2010-01-19 19:17:19 | 治療日記
 内科受付後、15分ほどして中待合へ、それから10分ほどで診察室へ入った。今週は特に変わったこともなく、手指のこわばりも胸部の鈍痛も相変わらず、とご報告。先生からは「あの後、頭痛や目のチカチカはないですか。」と聞いて頂き、「お騒がせして・・・特にないです。」とお答えした。前回のCTから3ヶ月ほど経過したので、2月末に次回を予約して頂いた。「頭もですか。」とお聞きすると「首から骨盤でいいでしょう。」とのこと。いつものようにその場で同意書を2通書き、1通頂いた。
 処置室に移動し、点滴椅子を確保。検温、血圧後針を刺して頂き、薬が届くのを待つ。小一時間して薬が届き、順調に点滴が進んだ。1か月分のアロマシンも処方して頂き、帰りは薬局経由で帰宅。

 今日は軽いお話だったので往復の車内も含めて3冊読めた。
 1冊目は石田衣良さんの「傷つきやすくなった世界で」(日経プレミアシリーズ)。「R25」の連載『空は、今日も、青いか?』をまとめたエッセイ集。若い世代に向けた優しく力強いメッセージなのだが、私もしっかり元気をもらった。
 2冊目は岩里祐穂さんの「いいかげんに片付けて美しく暮らす」(集英社文庫)。きれいな写真と題名に惹かれて手に取ったのだが、全然いい加減などではなく「よい加減」どころか素晴らしいこだわり。好きなものに囲まれて素敵な生活をしていらっしゃる。同じ家族構成でうーん、と唸ってしまった。本当に我が家はモノが多くて片付かない。つまり捨てられない、のだが。思わずため息。「思い出と向き合う時、亡きものにして忘れ去ろうとする人、静かにしまい込もうとする人の2種類がいる。」というくだりには実に納得。
 3冊目は青木るえかさんの「主婦は一日にして成らず」(角川文庫)。新井素子さんの解説を読んで、そうそう、と思わず元気になってしまった。2冊目で、ダメダメ主婦の私としてはちょっと自信喪失していたところだったので。

 さて、職場である大学は、現在次期中期計画策定の真っ最中。3年後、10年後の将来像についての資料が回覧されてきた。法人化にあわせて複数の大学が再編・統合された関係で、組織がとても巨大化し、キャンパスも複数箇所に散り、かつてのように痒い所に手が届きにくくなっている。50年近く名乗っていた名前すら返上したこの大学が、これから先、何をチャームポイントにしつつ、何を目指していくのかがいまひとつ良く見えない。

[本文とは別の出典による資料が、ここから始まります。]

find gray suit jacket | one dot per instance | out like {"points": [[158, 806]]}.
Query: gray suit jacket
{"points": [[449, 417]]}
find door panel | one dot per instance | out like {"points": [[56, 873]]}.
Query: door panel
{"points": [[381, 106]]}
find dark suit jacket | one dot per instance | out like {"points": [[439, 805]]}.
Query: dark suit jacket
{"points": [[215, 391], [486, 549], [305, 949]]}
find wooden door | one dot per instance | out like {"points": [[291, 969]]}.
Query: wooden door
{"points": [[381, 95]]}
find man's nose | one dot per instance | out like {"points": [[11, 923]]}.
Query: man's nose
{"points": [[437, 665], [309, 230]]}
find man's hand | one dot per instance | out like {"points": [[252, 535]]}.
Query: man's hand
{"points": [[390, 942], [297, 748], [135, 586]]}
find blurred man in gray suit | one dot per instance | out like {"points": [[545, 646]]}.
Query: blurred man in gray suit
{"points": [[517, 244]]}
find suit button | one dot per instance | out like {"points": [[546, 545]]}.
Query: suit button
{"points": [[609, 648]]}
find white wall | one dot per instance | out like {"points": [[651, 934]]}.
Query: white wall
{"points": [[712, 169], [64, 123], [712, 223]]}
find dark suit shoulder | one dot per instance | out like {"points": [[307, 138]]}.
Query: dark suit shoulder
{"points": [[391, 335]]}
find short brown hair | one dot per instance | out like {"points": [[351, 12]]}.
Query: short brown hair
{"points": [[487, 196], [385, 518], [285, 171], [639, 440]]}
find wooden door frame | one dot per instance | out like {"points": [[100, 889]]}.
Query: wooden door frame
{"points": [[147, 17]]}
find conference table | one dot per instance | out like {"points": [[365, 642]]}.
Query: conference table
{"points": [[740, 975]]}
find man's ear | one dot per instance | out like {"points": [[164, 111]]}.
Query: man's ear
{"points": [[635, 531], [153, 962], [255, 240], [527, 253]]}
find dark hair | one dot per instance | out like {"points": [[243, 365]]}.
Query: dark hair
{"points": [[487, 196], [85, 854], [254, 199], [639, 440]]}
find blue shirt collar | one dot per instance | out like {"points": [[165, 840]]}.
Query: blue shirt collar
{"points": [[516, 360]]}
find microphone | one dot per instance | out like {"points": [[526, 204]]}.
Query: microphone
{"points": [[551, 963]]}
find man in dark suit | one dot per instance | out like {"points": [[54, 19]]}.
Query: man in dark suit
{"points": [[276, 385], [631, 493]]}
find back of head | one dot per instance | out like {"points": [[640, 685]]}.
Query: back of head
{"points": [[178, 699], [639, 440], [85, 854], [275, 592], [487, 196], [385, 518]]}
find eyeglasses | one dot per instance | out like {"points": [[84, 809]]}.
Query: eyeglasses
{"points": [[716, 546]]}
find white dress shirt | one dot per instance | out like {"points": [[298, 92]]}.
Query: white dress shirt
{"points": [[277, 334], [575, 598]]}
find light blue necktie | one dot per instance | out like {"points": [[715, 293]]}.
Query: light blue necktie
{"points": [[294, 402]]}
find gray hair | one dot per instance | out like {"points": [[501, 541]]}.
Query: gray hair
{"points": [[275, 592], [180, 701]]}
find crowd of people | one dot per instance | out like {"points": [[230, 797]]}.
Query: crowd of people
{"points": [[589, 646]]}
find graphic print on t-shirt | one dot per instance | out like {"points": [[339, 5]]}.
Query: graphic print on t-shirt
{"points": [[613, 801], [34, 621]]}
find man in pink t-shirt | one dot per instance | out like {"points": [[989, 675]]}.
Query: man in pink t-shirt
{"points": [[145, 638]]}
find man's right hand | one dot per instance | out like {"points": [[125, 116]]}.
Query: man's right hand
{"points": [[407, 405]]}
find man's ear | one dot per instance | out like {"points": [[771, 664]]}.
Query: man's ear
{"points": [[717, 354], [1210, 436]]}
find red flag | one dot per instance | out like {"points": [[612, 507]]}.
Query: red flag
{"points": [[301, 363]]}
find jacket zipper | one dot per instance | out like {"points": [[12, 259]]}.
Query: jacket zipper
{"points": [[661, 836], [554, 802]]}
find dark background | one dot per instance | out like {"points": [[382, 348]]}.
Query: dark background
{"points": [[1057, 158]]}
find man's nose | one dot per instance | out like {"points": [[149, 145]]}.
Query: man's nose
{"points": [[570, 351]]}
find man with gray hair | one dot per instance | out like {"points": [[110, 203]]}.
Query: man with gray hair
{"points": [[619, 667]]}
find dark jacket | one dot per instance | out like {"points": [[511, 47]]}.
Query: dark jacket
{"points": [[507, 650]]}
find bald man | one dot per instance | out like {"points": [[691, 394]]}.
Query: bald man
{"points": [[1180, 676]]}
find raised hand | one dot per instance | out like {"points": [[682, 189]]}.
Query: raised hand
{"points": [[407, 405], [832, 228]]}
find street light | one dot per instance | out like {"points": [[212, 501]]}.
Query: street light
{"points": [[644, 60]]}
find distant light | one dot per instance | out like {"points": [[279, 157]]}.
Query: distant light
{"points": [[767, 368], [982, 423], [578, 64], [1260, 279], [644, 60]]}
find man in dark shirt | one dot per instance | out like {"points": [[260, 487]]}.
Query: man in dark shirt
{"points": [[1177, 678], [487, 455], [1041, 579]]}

それまでは地味だけれど”山椒は小粒でぴりりと辛い”存在ではなかったのか、と思う。

 それはさておき、10年後はおろか3年後の自分がどうなっているのか、自分なりのビジョンが具体的に描けないのが情けない。3年すると再発後5年、さらには10年後は再発後12年か、と思ってしまう。再発当時、私のような多発転移の平均余命は5年程度、だったと思う。もちろん再発部位にもよるので一律5年、というわけではないし、半分の人はそれ以上延命するわけだけれど、もう半分は・・・と思うとなかなか積極的に思考が進まない。

 もちろん2年前に比べて驚くほど医療界は日進月歩だから、確実に薬の選択肢も増えているし、その結果予後もよくなっているだろうけれど。イメージトレーニングではないが、たとえばこれから最短で4年後、息子の大学の入学式の時に付き添って(・・・まではしなくても、いまどき本当に親御さん等の付き添いの方の人数が多く、どこの大学も待合室があふれている様子だ。)その姿を見るとか、5年後の銀婚式を夫婦2人で元気に迎えるとか、そのくらいのことは考えられるけれど、そのとき自分がどんな状況であるのか、やはりなかなか想像ができない。

 今と同じように週1の通院を続けながら何とか週4は仕事ができているのか、それとも生きてはいても、今とは別の生活を送っているのか、などなど。そんなことをつらつら考えていても、所詮「神のみぞ知る」で、仕方ないことだけれど。

 「将来」は「今を生きる」ことの積み重ね、と思えばよいのだ。日々を穏やかに丁寧に生きていけば、きっとふと振り返ったときに、かつては「将来」だと思っていた日が「今」に変わるのだから。決して刹那的、というわけではなく一番近い将来である明日を、今年も姿勢を正してきちんと生きていきたい。

 帰宅すると、あけぼの会東京支部の虹のサロン開催のはがきが届いていた。合唱練習の2回目と同じ日。バッティングしてしまった。同じ時間帯なので両方参加するのは無理。悩ましい。それでもこうして予定があることは本当に幸せなことだ。感謝、感謝である。